Team and pair competition got into full swing on the afternoon of October 13, with the first two rounds of the preliminary pair tournament being played in parallel with the sixth round of the women’s and the second round of the men’s team events.
The contestants in the preliminary pair competition are thirty amateur pairs, grouped into four blocks. After seven rounds, the top two pairs in each block will join eight professional pairs for a four-round knockout that will determine who gets the medals.

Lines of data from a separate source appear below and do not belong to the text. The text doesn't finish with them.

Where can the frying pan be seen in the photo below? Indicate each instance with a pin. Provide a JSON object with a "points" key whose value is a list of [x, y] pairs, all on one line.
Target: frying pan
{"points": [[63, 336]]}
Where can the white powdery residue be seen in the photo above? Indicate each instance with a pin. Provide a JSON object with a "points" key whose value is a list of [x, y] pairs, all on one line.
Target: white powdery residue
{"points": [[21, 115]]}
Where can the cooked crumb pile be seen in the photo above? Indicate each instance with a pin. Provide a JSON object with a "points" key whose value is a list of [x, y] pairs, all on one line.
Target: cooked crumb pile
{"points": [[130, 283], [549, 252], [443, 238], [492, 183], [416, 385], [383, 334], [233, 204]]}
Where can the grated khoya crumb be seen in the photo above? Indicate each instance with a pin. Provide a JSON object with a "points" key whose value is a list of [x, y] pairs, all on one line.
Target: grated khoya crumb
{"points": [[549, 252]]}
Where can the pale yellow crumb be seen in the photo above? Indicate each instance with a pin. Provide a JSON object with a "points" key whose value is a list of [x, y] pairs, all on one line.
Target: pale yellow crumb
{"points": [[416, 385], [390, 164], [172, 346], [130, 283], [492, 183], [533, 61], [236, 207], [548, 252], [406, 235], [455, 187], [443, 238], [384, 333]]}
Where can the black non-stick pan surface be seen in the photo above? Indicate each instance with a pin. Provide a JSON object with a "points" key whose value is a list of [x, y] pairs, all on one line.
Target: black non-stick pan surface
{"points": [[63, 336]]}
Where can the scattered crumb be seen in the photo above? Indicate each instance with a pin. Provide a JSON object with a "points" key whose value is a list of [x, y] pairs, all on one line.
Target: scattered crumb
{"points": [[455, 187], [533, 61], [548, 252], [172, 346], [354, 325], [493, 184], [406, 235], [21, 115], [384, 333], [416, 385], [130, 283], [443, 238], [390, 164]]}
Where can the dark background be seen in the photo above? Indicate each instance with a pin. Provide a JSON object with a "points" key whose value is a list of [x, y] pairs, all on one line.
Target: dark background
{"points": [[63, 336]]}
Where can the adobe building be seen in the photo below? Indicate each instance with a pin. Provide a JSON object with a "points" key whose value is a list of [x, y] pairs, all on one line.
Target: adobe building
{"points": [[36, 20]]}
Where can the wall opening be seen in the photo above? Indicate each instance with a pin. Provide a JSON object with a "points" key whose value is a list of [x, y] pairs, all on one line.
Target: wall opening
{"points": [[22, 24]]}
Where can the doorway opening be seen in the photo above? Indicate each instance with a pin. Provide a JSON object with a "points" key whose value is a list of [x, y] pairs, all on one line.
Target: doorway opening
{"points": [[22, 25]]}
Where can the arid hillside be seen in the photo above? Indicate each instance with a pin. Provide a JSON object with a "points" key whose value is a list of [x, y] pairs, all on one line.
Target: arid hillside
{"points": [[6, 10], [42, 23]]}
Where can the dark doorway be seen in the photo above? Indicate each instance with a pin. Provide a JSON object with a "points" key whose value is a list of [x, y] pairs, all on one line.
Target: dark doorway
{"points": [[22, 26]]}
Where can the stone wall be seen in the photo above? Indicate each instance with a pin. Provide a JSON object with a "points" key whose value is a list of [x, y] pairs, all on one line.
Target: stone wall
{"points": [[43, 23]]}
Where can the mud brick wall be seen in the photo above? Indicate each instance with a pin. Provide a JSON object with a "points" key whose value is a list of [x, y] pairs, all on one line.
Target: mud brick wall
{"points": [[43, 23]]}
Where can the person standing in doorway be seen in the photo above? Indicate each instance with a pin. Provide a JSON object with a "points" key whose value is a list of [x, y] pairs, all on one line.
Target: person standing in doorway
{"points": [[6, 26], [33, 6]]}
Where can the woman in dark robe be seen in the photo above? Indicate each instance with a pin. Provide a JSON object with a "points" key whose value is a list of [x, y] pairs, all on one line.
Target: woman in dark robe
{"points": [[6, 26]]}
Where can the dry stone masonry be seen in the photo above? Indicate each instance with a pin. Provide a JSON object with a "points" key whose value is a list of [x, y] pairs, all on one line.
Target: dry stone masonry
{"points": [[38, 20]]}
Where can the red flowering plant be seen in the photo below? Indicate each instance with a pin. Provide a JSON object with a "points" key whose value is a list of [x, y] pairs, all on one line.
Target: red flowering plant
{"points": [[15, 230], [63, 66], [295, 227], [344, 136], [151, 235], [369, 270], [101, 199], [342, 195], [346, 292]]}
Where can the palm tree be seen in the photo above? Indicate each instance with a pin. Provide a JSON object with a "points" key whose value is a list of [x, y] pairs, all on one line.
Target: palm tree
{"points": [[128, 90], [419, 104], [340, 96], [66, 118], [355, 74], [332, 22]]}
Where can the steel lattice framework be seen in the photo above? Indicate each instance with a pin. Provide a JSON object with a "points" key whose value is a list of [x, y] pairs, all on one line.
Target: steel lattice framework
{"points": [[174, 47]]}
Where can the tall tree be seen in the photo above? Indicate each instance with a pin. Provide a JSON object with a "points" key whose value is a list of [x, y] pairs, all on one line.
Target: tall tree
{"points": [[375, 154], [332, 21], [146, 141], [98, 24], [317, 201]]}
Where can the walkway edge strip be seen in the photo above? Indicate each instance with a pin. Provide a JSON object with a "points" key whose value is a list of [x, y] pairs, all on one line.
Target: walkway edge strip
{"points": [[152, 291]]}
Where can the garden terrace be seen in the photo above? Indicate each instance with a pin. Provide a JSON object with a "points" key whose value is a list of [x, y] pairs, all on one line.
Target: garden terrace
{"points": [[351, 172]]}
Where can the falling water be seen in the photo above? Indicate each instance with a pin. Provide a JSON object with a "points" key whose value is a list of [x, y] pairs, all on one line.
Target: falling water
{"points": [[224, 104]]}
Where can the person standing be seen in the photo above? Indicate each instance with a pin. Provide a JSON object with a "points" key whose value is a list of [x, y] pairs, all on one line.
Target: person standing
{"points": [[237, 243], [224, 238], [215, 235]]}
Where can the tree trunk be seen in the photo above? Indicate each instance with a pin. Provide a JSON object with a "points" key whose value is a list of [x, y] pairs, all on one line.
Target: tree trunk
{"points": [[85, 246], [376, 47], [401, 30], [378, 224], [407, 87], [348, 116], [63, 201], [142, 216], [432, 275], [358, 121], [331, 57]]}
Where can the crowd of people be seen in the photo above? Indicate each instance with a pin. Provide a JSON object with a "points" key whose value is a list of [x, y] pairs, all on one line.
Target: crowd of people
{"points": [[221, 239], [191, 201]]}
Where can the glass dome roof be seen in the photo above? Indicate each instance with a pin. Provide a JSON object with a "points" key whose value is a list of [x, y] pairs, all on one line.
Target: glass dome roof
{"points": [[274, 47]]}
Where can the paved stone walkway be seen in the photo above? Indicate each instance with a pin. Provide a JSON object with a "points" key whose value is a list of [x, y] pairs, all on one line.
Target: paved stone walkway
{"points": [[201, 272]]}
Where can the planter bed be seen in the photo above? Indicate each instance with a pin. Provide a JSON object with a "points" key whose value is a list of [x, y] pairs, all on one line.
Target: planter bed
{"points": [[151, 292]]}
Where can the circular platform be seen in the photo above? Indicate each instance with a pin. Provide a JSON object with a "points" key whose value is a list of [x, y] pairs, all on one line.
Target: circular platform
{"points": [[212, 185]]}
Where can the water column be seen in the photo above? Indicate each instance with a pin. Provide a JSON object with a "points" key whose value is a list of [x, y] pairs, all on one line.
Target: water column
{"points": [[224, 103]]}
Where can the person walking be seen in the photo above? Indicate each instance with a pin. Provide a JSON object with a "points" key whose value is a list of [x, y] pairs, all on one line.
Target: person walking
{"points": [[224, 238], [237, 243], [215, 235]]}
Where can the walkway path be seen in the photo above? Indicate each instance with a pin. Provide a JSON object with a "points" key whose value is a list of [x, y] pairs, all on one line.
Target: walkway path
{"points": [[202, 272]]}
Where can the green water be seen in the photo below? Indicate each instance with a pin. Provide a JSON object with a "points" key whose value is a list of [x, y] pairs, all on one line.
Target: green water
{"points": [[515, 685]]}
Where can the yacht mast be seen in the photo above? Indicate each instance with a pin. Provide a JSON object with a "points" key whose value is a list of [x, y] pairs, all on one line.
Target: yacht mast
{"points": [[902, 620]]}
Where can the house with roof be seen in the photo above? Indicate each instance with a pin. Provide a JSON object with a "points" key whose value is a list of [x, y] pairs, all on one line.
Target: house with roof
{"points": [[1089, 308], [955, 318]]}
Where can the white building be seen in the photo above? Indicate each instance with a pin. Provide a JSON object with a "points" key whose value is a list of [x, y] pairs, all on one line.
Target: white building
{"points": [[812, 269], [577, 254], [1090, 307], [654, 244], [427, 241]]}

Scoring two wins in the first two preliminary rounds were the amateur pairs from China, Czechia, France, Germany, Mongolia, Russia, the Republic of Korea, and the UK. The pairs from Chinese Taipei, Hungary, Japan, and the Ukraine are also undefeated, having gotten one win and one bye each. The pair from DPR Korea is 1-1; they lost to the pair from the Republic of Korea.
The sixth women’s team round produced no surprises, but although Germany lost to DPR Korea, their expatriate leading lady Zhao Pei notched a 2.5-point win over DPR Korea’s lead player Kim Solhyang. Heading into the final round China, Chinese Taipei, Japan, and the Republic of Korea have already clinched places in the knockout.
In the men’s team event the big five from the far east (China, Chinese Taipei, DPR Korea, Japan, and the Republic of Korea) rolled over teams from Hong Kong China, Denmark, Sweden, New Zealand, and Serbia, again with the loss of only one game. This time it was Sweden’s Olof Fridh who picked up a default win against DPR Korea.
In other men’s team matches, Romania defeated Hungary and Russia defeated the Netherlands, in both cases by 4-1 scores. The lone Hungarian victory was a win by Pal Balogh over Romanian pro 5-dan Catalin Taranu. For the Netherlands it was Frank Janssen who averted a shoutout by beating Alexei Lazarev. The third round will see the first clash among the big five, with DPR Korea matched against the Republic of Korea.